The rest of the cast largely does better. Doyle’s staging is stark and formalized; the company enters in two lines down the mostly bare stage. A mirror with ballet barre occupies the upstage wall; another, above it, is angled to reflect the full stage, so that spectators can look up and view the tops of the actors’ heads as they move in and out of formation. Marsha Mason as the elderly servant who dotes on and nurses Diaghilev; Marin Mazzie as Misia Sert; and John Glover, wasted on the thankless role of Diaghilev’s old ex-boyfriend and business manager, all do as well as they can with material that mainly seems predictable. Two young actors, James Cusati-Moyer as Nijinsky and Jay Armstrong Johnson as Massine, seem chiefly called upon to pose languidly, most often shirtless; both periodically get the chance to show they can also act.
But the bulk of the text belongs to Diaghilev, and while McNally has loaded it with data, far too much of the data is familiar. I can recall three previous Off-Broadway plays that have gone over this ground: Robert David MacDonald’s Chinchilla, Richard Crane’s Clownmaker, and Lynne Alvarez’s Romola and Nijinsky; there are probably others, as well as a few movies. I don’t doubt that a ballet or perhaps even an opera on the subject exists. (Michael Cristofer was an effective Diaghilev in Chinchilla, a frigidly mannerist piece whose casual hopping from era to era and topic to topic had much in common with Fire and Air.)

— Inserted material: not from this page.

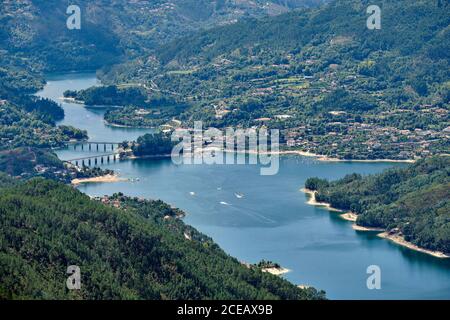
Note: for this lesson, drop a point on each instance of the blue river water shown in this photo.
(254, 217)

Ironically, the most convincing representation of Diaghilev I can think of is in the work that has the least artistic substance and the most tenuous connection with the great artistic upheaval at the center of which Diaghilev placed his company: John Barrymore as the jealous, crippled impresario in Michael Curtiz’s pre-Code film The Mad Genius (1931). Here one gets no Russianness, no modernism, and — though it’s all about the older man’s desire to dominate the younger one (a startlingly youthful Donald Cook) — no explicit homosexuality. But the emotion comes through raw and clean, as does its way of entangling itself into the artistic ambitions involved. Hollywood at its best, back in the day, knew how to tell the simple part of this story. The theater, which should be able to tell the more complex part, keeps using that as window dressing while it dives for the gossip — a sure way to stifle the fire, leaving only air.